As the Covid-19 pandemic continues to cause disruption and damage to the women’s game, it has left a very uncertain future for everyone involved.
“Quite rightly, people are going to be concerned about their own positions given the pandemic, and the fear is that we lose some of those people to the women’s game.”
This comment was made in September 2020 by UK Coaching chief executive Mark Gannon.
What has changed since? Nothing much other than the fact that more and more money is being lost every week due to lack of gate receipts at matches.
Organisations have big responsibilities to save women’s football at all levels
The likes of the FA have been one of the few major influential organisations when it comes to the promotion of women’s football in recent years.
Crystal Palace captain Rio Rosenberg outlines the short-term plan that the FA need to adopt, to help the women’s game get back on its feet again.
Rosenberg said: “Obviously it’s hard because we haven’t had access to Covid testing. I think that’s the biggest reason why many league teams can’t continue playing during the lockdown.

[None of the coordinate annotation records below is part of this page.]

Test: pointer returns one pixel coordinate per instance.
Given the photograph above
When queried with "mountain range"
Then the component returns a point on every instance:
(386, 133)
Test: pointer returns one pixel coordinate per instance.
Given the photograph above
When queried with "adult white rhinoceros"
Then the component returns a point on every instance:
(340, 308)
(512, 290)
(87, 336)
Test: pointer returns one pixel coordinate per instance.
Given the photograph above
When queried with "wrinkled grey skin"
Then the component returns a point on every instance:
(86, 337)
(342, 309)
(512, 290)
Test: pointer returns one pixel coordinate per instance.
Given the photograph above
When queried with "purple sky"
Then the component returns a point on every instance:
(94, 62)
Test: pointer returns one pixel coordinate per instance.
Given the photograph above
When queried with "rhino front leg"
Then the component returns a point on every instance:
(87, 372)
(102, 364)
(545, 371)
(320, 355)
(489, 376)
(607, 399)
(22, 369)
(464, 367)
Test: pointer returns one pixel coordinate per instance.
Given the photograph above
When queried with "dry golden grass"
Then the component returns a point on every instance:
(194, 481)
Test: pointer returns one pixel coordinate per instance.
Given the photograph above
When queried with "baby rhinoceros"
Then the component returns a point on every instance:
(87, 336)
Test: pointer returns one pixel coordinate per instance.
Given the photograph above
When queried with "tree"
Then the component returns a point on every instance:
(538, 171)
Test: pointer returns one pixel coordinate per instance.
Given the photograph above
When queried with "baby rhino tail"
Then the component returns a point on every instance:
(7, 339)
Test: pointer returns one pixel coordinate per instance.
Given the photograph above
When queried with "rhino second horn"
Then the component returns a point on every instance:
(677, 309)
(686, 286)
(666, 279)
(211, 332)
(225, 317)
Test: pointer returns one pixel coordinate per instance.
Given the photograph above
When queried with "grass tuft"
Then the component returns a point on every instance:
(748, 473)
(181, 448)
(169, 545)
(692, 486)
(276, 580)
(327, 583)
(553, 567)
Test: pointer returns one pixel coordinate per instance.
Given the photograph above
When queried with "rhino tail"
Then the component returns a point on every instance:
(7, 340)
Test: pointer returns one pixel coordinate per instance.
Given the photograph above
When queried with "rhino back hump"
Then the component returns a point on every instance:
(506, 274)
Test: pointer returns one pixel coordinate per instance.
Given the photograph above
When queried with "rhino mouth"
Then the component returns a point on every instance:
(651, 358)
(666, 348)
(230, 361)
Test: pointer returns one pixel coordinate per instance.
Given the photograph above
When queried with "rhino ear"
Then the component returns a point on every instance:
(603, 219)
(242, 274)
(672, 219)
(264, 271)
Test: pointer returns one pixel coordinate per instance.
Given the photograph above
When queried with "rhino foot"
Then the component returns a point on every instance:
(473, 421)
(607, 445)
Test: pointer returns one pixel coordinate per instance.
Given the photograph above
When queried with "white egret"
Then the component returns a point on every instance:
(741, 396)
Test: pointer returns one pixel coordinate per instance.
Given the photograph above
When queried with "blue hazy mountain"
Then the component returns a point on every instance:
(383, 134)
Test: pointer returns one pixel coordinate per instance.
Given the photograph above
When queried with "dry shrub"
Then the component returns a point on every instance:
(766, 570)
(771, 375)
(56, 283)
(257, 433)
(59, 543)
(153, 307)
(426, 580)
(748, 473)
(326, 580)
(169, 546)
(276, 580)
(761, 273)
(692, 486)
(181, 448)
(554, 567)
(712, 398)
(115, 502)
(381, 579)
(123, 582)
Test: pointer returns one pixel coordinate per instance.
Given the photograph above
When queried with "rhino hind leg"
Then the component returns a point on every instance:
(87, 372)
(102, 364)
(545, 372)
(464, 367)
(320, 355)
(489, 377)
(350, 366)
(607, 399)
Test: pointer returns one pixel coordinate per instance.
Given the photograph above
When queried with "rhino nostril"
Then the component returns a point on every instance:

“I think the biggest thing the FA need to do is continuing to do these initiatives to get more women and girls playing football.
“I know it’s hard because of the uncertainty, but we haven’t had any information from the league about if they are going to start again.
“In terms of investment, it will come with time.”
How has women’s football being affected at a local level? (CTLFC)
Cheltenham Town Ladies were having a great start to the 2020/21 season, despite all the stop-start scenarios that came about due to the national lockdowns.
This new lockdown though has come at the worst possible time, especially considering the Robinesses were due to play Portsmouth Women in the second-round proper of the Vitality Women’s FA Cup. A game which would have meant a lot for the club financially.
Media manager Dan Lodge gave an insight into how the club are coping financially during this pandemic.
“At the moment I think we’re ok,” Lodge revealed. “We did quite well in the early part of the season bringing in new sponsors, and we’ve had interest from a couple recently, so I think we’re getting by.”
” If we were professional it would be a very different situation, so I think we’ll be ok (survival).”
Coin Toss theory not helping in the battle for equality
Despite all the money issues which currently haunt the women’s game, the current and future of women’s football has also taken a hit during this pandemic.
FA Cup second round ties were due to take place on the weekend commencing January 2, with Cheltenham Town Ladies being pencilled in to take on Portsmouth Women on the 3rd.
However, with the new national lockdown imposed after Christmas, it meant all non-elite sport had to be postponed.
`Instead of waiting for lockdown to be over to fulfil the tie, the FA discussed the idea of all second round ties being decided be a coin toss.
“The coin toss issue regarding the Women’s FA Cup was just ridiculous,” Rosenberg said. “It takes us back a few steps.”
The 18-year-old went on to add: “Things still need to change.”
It will be an anxious wait for many to see how women’s football as a whole react after this pandemic.
But if the initiatives and funding from the FA continue in the same way before the pandemic like Rosenberg mentioned, then many women’s teams will survive.